Habib Abdullah bin Ali Al-Haddad adalah ulama besar pada zamannya. Beliau menuntut ilmu dari beberapa ulama, kuat beribadah, dan selalu berusaha mendekatkan diri kepada Allah swt. Ulama yang dikenal sangat alim, dan karenanya dikenal sebagai Waliyullah itu lahir pada 4 safar 1261 H atau 12 Februari 1840 M di kota Hawi, Tarim ( Hadramaut, Yaman ). Hadramaut memang dikenal sebagai "lahan subur" bagi pesemaian para ulama besar dan wali.
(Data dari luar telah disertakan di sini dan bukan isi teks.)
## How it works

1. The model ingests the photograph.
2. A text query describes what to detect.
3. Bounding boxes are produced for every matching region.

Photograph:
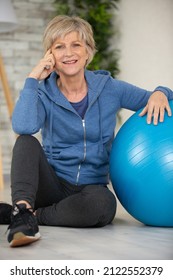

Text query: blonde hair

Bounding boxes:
[43,15,96,66]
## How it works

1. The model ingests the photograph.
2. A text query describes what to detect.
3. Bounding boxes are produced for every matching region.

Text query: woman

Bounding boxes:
[0,16,173,247]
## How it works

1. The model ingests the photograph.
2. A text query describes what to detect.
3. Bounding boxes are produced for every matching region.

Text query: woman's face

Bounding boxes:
[51,31,88,76]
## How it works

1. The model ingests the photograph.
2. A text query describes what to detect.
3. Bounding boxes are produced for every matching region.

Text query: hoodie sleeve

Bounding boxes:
[12,78,46,134]
[110,79,173,111]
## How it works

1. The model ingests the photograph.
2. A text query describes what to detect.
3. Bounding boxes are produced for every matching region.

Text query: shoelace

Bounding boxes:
[7,204,34,231]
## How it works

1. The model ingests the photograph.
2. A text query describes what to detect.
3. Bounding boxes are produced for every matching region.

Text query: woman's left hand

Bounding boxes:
[139,91,172,125]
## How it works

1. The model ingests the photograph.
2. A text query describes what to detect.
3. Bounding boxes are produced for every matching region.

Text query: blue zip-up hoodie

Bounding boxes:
[12,70,173,185]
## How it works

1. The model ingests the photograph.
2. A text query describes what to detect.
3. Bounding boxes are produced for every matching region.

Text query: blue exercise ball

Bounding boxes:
[110,101,173,227]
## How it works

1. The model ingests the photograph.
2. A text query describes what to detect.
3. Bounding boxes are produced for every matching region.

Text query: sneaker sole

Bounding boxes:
[10,232,41,247]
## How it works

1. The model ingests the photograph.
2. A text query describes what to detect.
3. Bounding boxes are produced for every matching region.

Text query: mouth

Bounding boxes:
[63,60,77,65]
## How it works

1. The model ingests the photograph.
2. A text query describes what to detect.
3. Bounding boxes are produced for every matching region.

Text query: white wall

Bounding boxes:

Habib Abdullah yang di Indonesia lebih popular dengan sebutan Habib Kramat Bangil terkenal di kalangan kaum muslimin sebagai ulama yang konsisten memperjuangkan kebenaran. Di masa hidupnya, tak jemu-jemu beliau mengajak umat untuk selalu hidup di jalan yang benar sesuai dengan ajaran Al-Qur'an dan Sunah Rasul.
Seperti lazimnya para ulama, Habib Abdullah juga menulis sejumlah kitab. Bukan hanya menulis kitab agama, beliau juga menulis syair yang bermuatan hikmah. Kumpulan syairnya dibukukan dalam bentuk Diwan ( antologi ) berjudul Qalaid Al-Lisan fi Ahl Al-Islami wa Al-Iman.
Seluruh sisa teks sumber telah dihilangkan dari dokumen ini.